Right now, I know I’m one of the last that care about the traditional things that makes Linux fast and awesome, and that doesn’t mean that I’m against changes, it just means that some features are affecting my workflow and the new things are only adding more and more and more weight on my initial setup, and I’m certainly sure that I’m not the only one.
For better or worse, both the technical skill and the average Linux user themselves are both changing. Linux is trending toward being friendly toward users who don’t open a command line, and the average skill level of the user when it comes to fixing bugs is also decreasing. They tend to come from other Operating Systems that they might have used for perhaps decades, where the idea of a middle click to paste is bizzare at best.
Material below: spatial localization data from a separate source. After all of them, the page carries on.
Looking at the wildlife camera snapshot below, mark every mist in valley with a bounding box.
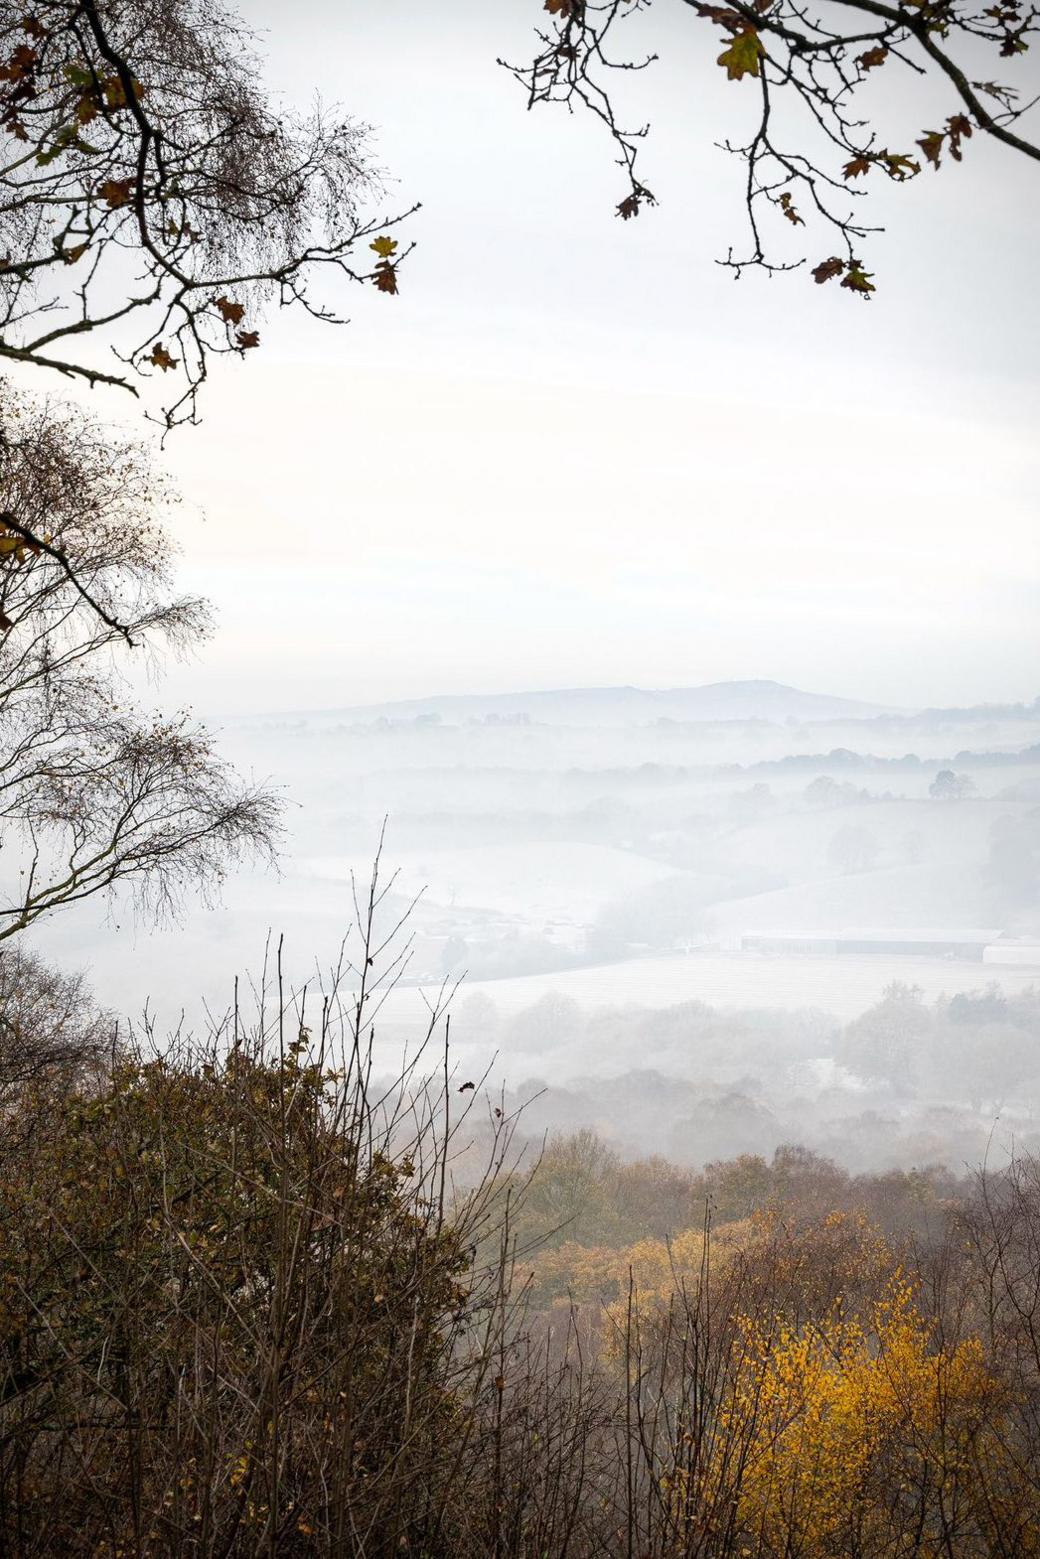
[35,677,1040,1176]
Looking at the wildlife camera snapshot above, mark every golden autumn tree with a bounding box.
[722,1282,1003,1556]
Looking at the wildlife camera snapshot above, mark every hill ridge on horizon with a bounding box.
[264,678,907,727]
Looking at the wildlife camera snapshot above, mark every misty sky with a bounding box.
[144,0,1039,716]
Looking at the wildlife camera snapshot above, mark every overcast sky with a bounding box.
[146,0,1039,716]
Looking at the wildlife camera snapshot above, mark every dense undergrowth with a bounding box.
[2,940,1040,1556]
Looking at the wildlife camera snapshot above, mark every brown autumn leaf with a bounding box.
[5,44,37,81]
[843,156,872,179]
[779,190,804,226]
[881,151,920,180]
[0,609,13,633]
[458,1081,475,1093]
[916,130,944,168]
[812,256,845,284]
[373,261,398,294]
[148,343,177,372]
[946,113,973,160]
[103,73,145,110]
[857,45,889,68]
[544,0,573,13]
[695,3,743,21]
[617,192,640,219]
[98,177,134,208]
[235,329,260,349]
[63,242,87,265]
[214,295,245,324]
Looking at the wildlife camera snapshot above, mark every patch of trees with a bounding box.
[6,979,1040,1557]
[838,981,1040,1111]
[930,767,978,799]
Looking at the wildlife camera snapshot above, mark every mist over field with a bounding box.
[37,676,1040,1173]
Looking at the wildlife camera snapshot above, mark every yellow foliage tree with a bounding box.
[717,1281,1010,1557]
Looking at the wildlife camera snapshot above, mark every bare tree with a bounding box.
[0,385,278,941]
[0,943,110,1098]
[0,0,411,429]
[504,0,1039,290]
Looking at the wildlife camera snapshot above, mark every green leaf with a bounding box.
[717,28,764,80]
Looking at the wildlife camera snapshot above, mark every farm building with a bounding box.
[740,929,1004,961]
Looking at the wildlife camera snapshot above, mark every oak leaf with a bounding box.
[6,44,37,81]
[812,256,845,284]
[717,28,764,79]
[881,150,920,180]
[917,129,944,167]
[857,45,889,68]
[695,3,743,20]
[369,235,398,258]
[779,190,803,225]
[235,329,260,349]
[373,261,398,294]
[98,177,134,208]
[946,113,973,159]
[149,343,177,371]
[103,73,144,110]
[214,295,245,324]
[843,155,872,179]
[841,261,876,296]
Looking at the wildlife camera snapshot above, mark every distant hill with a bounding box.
[319,680,897,728]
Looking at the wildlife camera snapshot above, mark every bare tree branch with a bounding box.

I’d argue the ability to turn it back on proves your point about the customisation power of Linux. This is just arguing about default settings. There’s a lot of default settings I disagree with on Linux, on every DE and distro, but since having to set up a fresh install is so rare I just deal with it.
People who were implementing mouse gestures messed up here.
But we are lucky (quoting you, ):
OK, I managed to change WebKit to paste on button release rather than on button press.
This was an implementation bug, it got solved, let’s move on and not use it as a justification to disable a feature.
(I guess those things come around every few years. IIRC, around the time GNOME was being ported to Wayland there were huge announcements that the middle mouse button is incompatible with Wayland and whatnot. Then somehow silently it turned out not be a problem and things started to work as before. I hope we repeat that pattern this time too.)
Well, this caused GNOME to invent the primary-selection protocol that all desktops implement for this to work on Wayland. That’s why all the hullaballoo went away. The issue here is that GNOME is disabling this without providing a first-class method to turn it back on in GNOME Settings.
It is effectively impossible to figure out how to get it back unless you know how GNOME’s settings system works and know how to tweak the necessary gsettings or you install GNOME Tweak Tool to have a visual representation of the settings that should be in GNOME Settings anyway.
But it will still paste if you fail to activate the gesture. The status quo is unacceptable. I would say it’s an Epiphany bug rather than a desktop bug, but it’s something to consider.